Re: [PATCH] KVM: Use thread debug register storage instead of kvm specific data

2009-09-01 Thread Jan Kiszka
Avi Kivity wrote:
> Instead of saving the debug registers from the processor to a kvm data
> structure, rely in the debug registers stored in the thread structure.
> This allows us not to save dr6 and dr7.
> 
> Reduces lightweight vmexit cost by 350 cycles, or 11 percent.
> 
> Signed-off-by: Avi Kivity 
> ---
>  arch/x86/include/asm/kvm_host.h |3 ---
>  arch/x86/kvm/x86.c  |   22 +++---
>  2 files changed, 7 insertions(+), 18 deletions(-)
> 
> diff --git a/arch/x86/include/asm/kvm_host.h b/arch/x86/include/asm/kvm_host.h
> index 6046e6f..45226f0 100644
> --- a/arch/x86/include/asm/kvm_host.h
> +++ b/arch/x86/include/asm/kvm_host.h
> @@ -362,9 +362,6 @@ struct kvm_vcpu_arch {
>   u32 pat;
>  
>   int switch_db_regs;
> - unsigned long host_db[KVM_NR_DB_REGS];
> - unsigned long host_dr6;
> - unsigned long host_dr7;
>   unsigned long db[KVM_NR_DB_REGS];
>   unsigned long dr6;
>   unsigned long dr7;
> diff --git a/arch/x86/kvm/x86.c b/arch/x86/kvm/x86.c
> index 891234b..9e3acbd 100644
> --- a/arch/x86/kvm/x86.c
> +++ b/arch/x86/kvm/x86.c
> @@ -3627,14 +3627,7 @@ static int vcpu_enter_guest(struct kvm_vcpu *vcpu)
>  
>   kvm_guest_enter();
>  
> - get_debugreg(vcpu->arch.host_dr6, 6);
> - get_debugreg(vcpu->arch.host_dr7, 7);
>   if (unlikely(vcpu->arch.switch_db_regs)) {
> - get_debugreg(vcpu->arch.host_db[0], 0);
> - get_debugreg(vcpu->arch.host_db[1], 1);
> - get_debugreg(vcpu->arch.host_db[2], 2);
> - get_debugreg(vcpu->arch.host_db[3], 3);
> -

I'm fine with this for the common case, but we should switch to the safe
pattern on test_thread_flag(TIF_DEBUG), ie. if someone debugs qemu using
hardware break/watchpoints.

>   set_debugreg(0, 7);
>   set_debugreg(vcpu->arch.eff_db[0], 0);
>   set_debugreg(vcpu->arch.eff_db[1], 1);
> @@ -3645,15 +3638,14 @@ static int vcpu_enter_guest(struct kvm_vcpu *vcpu)
>   trace_kvm_entry(vcpu->vcpu_id);
>   kvm_x86_ops->run(vcpu);
>  
> - if (unlikely(vcpu->arch.switch_db_regs)) {
> - set_debugreg(0, 7);
> - set_debugreg(vcpu->arch.host_db[0], 0);
> - set_debugreg(vcpu->arch.host_db[1], 1);
> - set_debugreg(vcpu->arch.host_db[2], 2);
> - set_debugreg(vcpu->arch.host_db[3], 3);
> + if (unlikely(vcpu->arch.switch_db_regs || test_thread_flag(TIF_DEBUG))) 
> {

IIRC, you must clear dr7 before loading dr0..3 to avoid spurious effects.

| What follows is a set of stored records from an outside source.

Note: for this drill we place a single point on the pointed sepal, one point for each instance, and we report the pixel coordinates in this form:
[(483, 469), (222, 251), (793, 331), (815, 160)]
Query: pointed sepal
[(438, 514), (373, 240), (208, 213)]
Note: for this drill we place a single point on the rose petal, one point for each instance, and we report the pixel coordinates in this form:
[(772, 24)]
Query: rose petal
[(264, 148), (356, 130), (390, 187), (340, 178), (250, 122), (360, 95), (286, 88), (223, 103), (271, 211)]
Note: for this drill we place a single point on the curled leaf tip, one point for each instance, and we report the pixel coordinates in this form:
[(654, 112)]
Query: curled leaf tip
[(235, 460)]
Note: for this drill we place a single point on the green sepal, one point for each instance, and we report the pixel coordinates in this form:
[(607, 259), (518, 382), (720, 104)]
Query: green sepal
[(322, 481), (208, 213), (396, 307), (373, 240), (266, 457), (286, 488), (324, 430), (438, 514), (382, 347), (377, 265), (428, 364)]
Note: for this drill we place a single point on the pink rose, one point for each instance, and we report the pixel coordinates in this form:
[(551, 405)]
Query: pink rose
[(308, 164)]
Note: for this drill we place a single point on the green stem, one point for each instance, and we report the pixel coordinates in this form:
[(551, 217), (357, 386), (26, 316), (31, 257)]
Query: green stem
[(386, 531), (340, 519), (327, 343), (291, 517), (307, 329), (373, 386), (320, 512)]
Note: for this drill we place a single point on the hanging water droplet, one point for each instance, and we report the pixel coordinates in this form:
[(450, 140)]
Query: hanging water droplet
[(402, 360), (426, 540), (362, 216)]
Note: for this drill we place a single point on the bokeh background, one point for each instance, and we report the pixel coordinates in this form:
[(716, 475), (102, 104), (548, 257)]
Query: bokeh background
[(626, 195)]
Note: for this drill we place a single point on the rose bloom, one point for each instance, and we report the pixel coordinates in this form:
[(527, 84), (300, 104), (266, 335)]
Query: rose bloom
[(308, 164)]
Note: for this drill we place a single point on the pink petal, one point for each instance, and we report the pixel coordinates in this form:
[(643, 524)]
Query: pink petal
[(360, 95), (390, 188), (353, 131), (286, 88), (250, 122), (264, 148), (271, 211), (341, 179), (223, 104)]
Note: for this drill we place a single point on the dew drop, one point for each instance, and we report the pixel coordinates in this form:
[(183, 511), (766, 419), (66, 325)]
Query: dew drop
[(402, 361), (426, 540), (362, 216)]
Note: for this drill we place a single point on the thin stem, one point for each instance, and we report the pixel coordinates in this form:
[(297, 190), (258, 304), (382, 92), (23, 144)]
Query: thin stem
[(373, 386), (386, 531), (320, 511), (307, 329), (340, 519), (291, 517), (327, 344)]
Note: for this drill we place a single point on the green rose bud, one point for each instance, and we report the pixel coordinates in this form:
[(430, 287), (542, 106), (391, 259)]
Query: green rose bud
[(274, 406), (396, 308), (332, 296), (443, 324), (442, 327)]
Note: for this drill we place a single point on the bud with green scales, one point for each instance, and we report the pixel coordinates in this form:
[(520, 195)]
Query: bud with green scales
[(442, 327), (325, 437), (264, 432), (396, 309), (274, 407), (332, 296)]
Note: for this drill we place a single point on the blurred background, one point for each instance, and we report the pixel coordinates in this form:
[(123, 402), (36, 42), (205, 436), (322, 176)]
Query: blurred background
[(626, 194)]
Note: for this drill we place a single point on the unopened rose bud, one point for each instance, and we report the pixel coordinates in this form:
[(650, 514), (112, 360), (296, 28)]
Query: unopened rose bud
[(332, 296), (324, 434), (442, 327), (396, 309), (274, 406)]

> + set_debugreg(current->thread.debugreg0, 0);
> + set_debugreg(current->thread.debugreg1, 1);
> + set_debugreg(current->thread.debugreg2, 2);
> + set_debugreg(current->thread.debugreg3, 3);
> + set_debugreg(current->thread.debugreg6, 6);
> + set_debugreg(current->thread.debugreg7, 7);
>   }
> - set_debugreg(vcpu->arch.host_dr6, 6);
> - set_debugreg(vcpu->arch.host_dr7, 7);

Unless I miss something ATM, moving this into the if-clause should cause
troubles if the guest leaves dr7 armed behind. But I need to refresh my
memory on this.

>  
>   set_bit(KVM_REQ_KICK, &vcpu->requests);
>   local_irq_enable();

Jan

-- 
Siemens AG, Corporate Technology, CT SE 2
Corporate Competence Center Embedded Linux
--
To unsubscribe from this list: send the line "unsubscribe kvm" in
the body of a message to majord...@vger.kernel.org
More majordomo info at  http://vger.kernel.org/majordomo-info.html


Re: [PATCH] KVM: Use thread debug register storage instead of kvm specific data

2009-09-01 Thread Avi Kivity

On 09/01/2009 12:44 PM, Avi Kivity wrote:

Instead of saving the debug registers from the processor to a kvm data
structure, rely in the debug registers stored in the thread structure.
This allows us not to save dr6 and dr7.

Reduces lightweight vmexit cost by 350 cycles, or 11 percent.
   


Andrew, this is now available as the 'debugreg' branch of kvm.git.  
Given the massive performance improvement, it will be interesting to see 
how the test results change.


Marcelo, please queue this for 2.6.32, and I think it's even suitable 
for -stable.


--
error compiling committee.c: too many arguments to function

--
To unsubscribe from this list: send the line "unsubscribe kvm" in
the body of a message to majord...@vger.kernel.org
More majordomo info at  http://vger.kernel.org/majordomo-info.html


[PATCH] KVM: Use thread debug register storage instead of kvm specific data

2009-09-01 Thread Avi Kivity
Instead of saving the debug registers from the processor to a kvm data
structure, rely in the debug registers stored in the thread structure.
This allows us not to save dr6 and dr7.

Reduces lightweight vmexit cost by 350 cycles, or 11 percent.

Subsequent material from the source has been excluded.